If a server can get update access to the row, and the lease is expired, it should grab it. Otherwise, it gives up. If it grabs the lease, it needs to update the row with a time in the near future, like five minutes or so, and commit the update. The active server should update the lease before it expires. I recommend updating it when there's half the time remaining, so, every 2-1/2 minutes if the lease expires in five. With this, you now have failover. If the active MDB dies, another MDB (and only one) will take over.
That should be pretty straightforward, I think. Now, you want to have the dormant MDBs check the lock occasionally to see if it's freed up.
So, the active MDB and the dormant MDBs all have to do something periodically. You might have them spawn a separate thread to do this. Many application engine vendors won't be happy if you do this, but adding one thread is no big deal, especially since it spends most of its time sleeping. Another option would be to tie into the timer mechanism that many engines provide, and have it wake up your MDB periodically to check the lease.
Oh, and by the way - make sure the server admins employ NTP to keep the clocks reasonably synced.
First point: this is a pretty crappy design and you'll seriously limit performance only being able to process a single message at a time. I assume you are clustering only for fault tolerance, because you won't get performance improvements?

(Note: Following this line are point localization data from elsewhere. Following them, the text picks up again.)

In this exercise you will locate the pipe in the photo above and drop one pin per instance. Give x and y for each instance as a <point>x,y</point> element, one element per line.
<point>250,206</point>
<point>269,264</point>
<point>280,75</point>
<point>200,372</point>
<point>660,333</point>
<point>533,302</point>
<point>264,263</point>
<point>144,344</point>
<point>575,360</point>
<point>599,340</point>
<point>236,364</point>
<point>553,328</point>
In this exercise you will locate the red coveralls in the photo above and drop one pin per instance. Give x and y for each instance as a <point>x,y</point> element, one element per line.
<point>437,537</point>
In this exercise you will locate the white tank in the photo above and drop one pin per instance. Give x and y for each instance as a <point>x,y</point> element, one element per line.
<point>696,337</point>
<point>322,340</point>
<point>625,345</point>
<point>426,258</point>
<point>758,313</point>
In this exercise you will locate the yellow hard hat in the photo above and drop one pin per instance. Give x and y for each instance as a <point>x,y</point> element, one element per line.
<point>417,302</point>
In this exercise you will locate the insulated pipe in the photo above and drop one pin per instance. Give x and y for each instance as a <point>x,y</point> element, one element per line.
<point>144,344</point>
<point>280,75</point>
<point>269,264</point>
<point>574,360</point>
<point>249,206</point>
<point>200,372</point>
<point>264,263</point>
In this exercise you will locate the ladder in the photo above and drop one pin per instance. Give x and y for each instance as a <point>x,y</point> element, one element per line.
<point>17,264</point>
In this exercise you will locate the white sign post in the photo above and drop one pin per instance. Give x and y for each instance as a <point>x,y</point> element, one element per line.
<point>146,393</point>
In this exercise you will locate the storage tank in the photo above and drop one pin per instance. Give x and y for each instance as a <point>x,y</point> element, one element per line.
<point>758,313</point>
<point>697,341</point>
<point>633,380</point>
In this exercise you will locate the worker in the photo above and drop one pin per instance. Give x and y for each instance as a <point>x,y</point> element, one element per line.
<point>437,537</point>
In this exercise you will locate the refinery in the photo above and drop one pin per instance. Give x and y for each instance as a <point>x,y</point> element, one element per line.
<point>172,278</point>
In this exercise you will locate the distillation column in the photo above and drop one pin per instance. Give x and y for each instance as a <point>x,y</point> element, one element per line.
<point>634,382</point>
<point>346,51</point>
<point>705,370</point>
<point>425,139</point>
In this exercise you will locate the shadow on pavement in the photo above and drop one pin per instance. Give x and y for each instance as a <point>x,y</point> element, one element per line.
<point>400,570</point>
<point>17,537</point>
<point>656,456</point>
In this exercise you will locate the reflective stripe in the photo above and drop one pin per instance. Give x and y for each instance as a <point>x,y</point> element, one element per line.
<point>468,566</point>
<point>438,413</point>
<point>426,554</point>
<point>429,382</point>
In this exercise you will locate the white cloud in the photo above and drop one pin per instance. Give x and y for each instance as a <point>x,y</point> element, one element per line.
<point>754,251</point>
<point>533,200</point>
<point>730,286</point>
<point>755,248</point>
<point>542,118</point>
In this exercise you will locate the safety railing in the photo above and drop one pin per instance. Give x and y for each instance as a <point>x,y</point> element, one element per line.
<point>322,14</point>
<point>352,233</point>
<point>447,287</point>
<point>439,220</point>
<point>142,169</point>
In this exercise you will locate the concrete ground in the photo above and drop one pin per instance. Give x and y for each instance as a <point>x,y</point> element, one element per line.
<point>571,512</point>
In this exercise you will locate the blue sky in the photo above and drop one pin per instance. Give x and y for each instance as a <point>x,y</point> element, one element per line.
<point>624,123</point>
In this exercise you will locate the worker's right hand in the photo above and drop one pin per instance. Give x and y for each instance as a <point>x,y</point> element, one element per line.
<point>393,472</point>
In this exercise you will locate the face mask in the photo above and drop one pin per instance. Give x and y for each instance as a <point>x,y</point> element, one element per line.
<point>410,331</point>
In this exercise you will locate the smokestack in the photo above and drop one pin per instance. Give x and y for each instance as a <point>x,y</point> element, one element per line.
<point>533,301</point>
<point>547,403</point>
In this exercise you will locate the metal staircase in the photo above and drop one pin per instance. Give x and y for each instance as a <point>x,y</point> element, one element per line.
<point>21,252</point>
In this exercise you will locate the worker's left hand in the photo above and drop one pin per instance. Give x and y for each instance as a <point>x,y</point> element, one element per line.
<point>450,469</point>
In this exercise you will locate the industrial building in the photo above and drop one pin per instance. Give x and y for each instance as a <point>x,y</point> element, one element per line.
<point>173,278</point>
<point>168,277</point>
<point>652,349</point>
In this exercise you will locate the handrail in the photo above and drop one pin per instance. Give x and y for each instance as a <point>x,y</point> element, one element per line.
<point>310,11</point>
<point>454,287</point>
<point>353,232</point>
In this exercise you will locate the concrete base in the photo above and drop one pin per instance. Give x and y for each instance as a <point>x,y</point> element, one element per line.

Are you using the default JMS implementation with OC4J or another one?
I've used IBM's MQ in the past and that had a feature that a queue could be marked as exclusive, which meant only one client could connect to it. This would appear to offer what you want.
An alternative would be to introduce a sequence ID (as simple as an incrementing counter) and the client processing the message would check that the sequence ID is the next expected value, if not then the message put back. This approach requires the different clients to persist the last valid sequence ID they've seen in some centrally shared data store, such as a database.
I agree with stevendick: May be you're off track with the design. Regarding sequence ID or similar approachs I suggest you get insight on messaging architectures with Enterprise Integration Patterns: Designing, Building, and Deploying Messaging Solutions (by Gregor Hohpe y Bobby Woolf). It's a great book, plenty of useful patterns... I'm sure the forces and the problem you are facing are well described there.